そして次の起動時にアップデートを適用するという、オフライン時でも確実に起動できることを優先した考えかたです。
・まずアプリケーションをインストールする
・起動されたらとにかくインストール済みのバージョンで動き出す
・起動後にバックグラウンドで更新の確認を行う
・更新バージョンがある場合はバックグラウンドでダウンロードとインストール処理を行う
・完全にシャットダウンして次に起動した時、更新済みのバージョンで起動する https://qiita.com/masato_makino/items/abc3866f367bfeb81576
リソースがServiceWorkerから返されているか確認するために「キャッシュ取得後にアクセス」と書いたのはこのような理由のためです。
WebサイトであればCSSの更新が即時反映されているべきですが、これはWebサイトではなくあくまでもPWAですので、ご注意ください。
さらにBASIC認証下の環境だと
どうやらrespondWithメソッドの引数に認証の必要なリクエストを渡してしまうと、403エラーを返してしまい、どうしてもキャッシュを返せませんでした。
例えばキャッシュを返す際にRequestオブジェクトを生成して、認証済みである旨を伝えるこんなやり方などが提示されていますが、残念ながら成功しませんでした。
self.addEventListener('fetch', function(event) { event.respondWith( caches.open('cache-v1').then(function(cache) { return cache.match(event.request).then(function(response) { return response || fetch(new Request(event.request, {credentials: 'same-origin'})).then(function(response) { // 以下省略 }); }); }) ); });
この部分の記述です
new Request(event.request, {credentials: 'same-origin'})
出展はこちら
Requestオブジェクトにおけるcredentialsプロパティについてはこちら
これが本当の答えなのかわからないのですが、Chromiumのバグかもしれないという説を見つけました。

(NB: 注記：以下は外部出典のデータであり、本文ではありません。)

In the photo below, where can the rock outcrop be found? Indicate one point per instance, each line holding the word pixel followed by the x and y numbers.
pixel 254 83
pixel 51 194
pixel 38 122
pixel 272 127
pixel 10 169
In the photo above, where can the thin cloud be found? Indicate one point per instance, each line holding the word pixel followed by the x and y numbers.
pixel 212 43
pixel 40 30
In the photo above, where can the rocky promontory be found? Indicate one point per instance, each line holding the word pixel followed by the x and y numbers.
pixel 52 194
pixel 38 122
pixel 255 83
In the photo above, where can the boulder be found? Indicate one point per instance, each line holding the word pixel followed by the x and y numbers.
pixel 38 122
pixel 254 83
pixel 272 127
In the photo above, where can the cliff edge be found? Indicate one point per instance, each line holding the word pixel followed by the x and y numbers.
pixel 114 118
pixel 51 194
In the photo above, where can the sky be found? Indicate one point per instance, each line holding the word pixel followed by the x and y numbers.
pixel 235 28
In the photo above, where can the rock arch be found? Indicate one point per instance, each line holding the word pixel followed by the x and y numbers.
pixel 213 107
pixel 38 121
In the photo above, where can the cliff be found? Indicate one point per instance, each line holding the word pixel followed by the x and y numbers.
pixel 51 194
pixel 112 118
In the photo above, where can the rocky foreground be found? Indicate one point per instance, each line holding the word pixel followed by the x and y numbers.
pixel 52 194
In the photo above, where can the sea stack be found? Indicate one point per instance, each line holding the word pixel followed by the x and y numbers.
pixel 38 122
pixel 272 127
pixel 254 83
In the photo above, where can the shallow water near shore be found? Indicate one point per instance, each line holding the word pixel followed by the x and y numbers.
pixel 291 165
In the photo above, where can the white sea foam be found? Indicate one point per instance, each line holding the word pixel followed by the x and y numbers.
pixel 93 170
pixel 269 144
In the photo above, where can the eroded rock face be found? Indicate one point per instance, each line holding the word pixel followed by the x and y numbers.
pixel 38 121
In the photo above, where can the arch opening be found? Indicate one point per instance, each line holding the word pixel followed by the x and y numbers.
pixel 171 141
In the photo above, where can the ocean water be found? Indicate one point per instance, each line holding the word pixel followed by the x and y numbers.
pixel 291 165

demoed this to one of the Google engineers responsible for implementing ServiceWorker in Chrome, and he determined that it was a Chromium bug. Filed here: https://stackoverflow.com/questions/37934972/serviceworker-conflict-with-http-basic-auth
この件については、調査継続中です。